The HDNT caught 6.53 times as many An. arabiensis and 6.65 times as many An. pharoensis as CDC light trap in Bulbul while the mean density of both An. arabiensis and An. pharoensis did not vary significantly between the HDNT and HLC, indicating the potential of the HDNT to substitute HLC. In previous studies in Africa, in which human served as both bait and collector in double net traps, the double net traps yielded significantly lower number of anophelines than HLC [31, 64]. The double net trap collected 7.5 times lower number of anophelines compared to HLC in Cameroon [31] and about four times lower number of anophelines in Nigeria [64]. The double net traps might have underestimated the density of anophelines in the previous studies since mosquitoes could escape the double net traps when they were unable to reach the bait [4]. While the probability of mosquitoes escaping the double net traps could be minimized by conducting hourly collections as described by Tangena et al. [29], such approach may also expose humans to infective mosquito bites when they get out of the inner net to perform mosquito collection. In the present study, the trapping efficiency of HDNT was enhanced by setting a CDC light trap between the double nets so that mosquitoes could be trapped as soon as they enter the HDNT. The HDNT could also provide a full protection since a person serving as bait in the HDNT is not involved in mosquito collection.

Moreover, HDNT showed significant positive correlation with HLC for sampling An. arabiensis and other secondary vectors, and its sampling efficiency did not depend on mosquito density.
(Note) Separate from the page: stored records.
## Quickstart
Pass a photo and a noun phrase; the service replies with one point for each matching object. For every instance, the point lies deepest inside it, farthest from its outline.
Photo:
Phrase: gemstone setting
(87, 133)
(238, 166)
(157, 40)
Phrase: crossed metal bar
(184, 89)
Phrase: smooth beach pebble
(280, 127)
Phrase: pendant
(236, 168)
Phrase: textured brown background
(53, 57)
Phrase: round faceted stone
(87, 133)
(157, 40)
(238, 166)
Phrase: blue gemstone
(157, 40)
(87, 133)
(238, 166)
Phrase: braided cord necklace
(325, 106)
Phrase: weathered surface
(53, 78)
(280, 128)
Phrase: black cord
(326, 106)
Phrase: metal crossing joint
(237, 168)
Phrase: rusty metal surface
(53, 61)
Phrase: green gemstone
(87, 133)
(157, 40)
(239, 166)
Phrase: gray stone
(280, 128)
This suggests that the HDNT could represent an efficient alternative tool to HLC for surveillance of outdoor host-seeking malaria vectors. Furthermore, the HDNT collected higher mosquito species diversity compared to both CDC light trap and HLC. This makes the HDNT more useful for exploring outdoor mosquito species diversity.
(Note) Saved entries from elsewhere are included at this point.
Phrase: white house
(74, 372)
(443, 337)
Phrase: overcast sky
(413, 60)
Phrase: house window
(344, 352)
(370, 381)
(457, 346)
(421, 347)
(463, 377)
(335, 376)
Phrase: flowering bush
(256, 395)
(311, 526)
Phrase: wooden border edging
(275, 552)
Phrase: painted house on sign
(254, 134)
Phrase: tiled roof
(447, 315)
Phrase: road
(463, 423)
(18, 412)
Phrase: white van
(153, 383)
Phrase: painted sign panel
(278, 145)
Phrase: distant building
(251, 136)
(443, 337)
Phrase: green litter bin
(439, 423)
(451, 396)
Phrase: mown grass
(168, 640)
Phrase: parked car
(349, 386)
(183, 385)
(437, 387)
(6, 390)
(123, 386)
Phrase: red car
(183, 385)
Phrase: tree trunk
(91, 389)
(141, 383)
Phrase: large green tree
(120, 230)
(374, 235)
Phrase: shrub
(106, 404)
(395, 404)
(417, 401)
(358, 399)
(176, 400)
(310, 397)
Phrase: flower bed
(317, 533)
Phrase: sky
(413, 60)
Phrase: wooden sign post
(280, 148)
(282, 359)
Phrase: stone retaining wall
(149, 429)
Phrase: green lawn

The advantage of HDNT and HBLT is that they are not as labour intensive as HLC. In HDNT, a person acting as bait can rest throughout the night. Similarly, HBLT uses odours from human resting in ordinary sleeping room. In the case of HLC [65] and the previous design of double bed net traps [4, 29, 30, 66], the collectors have to remain active, and collect mosquitoes throughout the night. In addition, mosquito collections using HDNT and HBLT do not rely on the skill of collectors unlike that of HLC which is prone to bias due to interpersonal variation in the skill of the collectors.
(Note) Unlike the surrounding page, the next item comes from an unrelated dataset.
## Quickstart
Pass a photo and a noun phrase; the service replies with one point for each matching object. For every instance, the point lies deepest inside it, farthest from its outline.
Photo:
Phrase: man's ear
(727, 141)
Both HBLT and HDNT have limitations. The HBLT uses two batteries, one for a CDC light trap and the other for a pipe, hence may not be feasible in settings where there is no easy access to electricity. Using human odour in HBLT requires connecting a pipe from a sleeping room to outdoor mosquito catching station through a hole made on window or mud-wall of the room. Rooms with cement-plastered wall and without window are not appropriate to set the HBLT. Hence, further modification is needed to easily dispense human odour. Both HBLT and HDNT were set in the evening and trapped mosquitoes were collected from the traps once in the morning instead of hourly collection, hence hourly anopheline mosquito densities were not compared between these traps and HLC. Further modification using collection bottle rotator that allows automatic hourly collections may be needed to use them for monitoring vector biting times.

Conclusion

This study revealed that both HBLT and HDNT performed better than conventional CDC light traps to sample outdoor host-seeking malaria vectors. Moreover, the HDNT yielded a similar vector density as outdoor HLC, suggesting that it could represent an alternative tool to HLC for outdoor biting malaria vector surveillance. The HBLT could be used as an alternative when the HDNT cannot be used especially when there is flood that may affect a person resting under the net.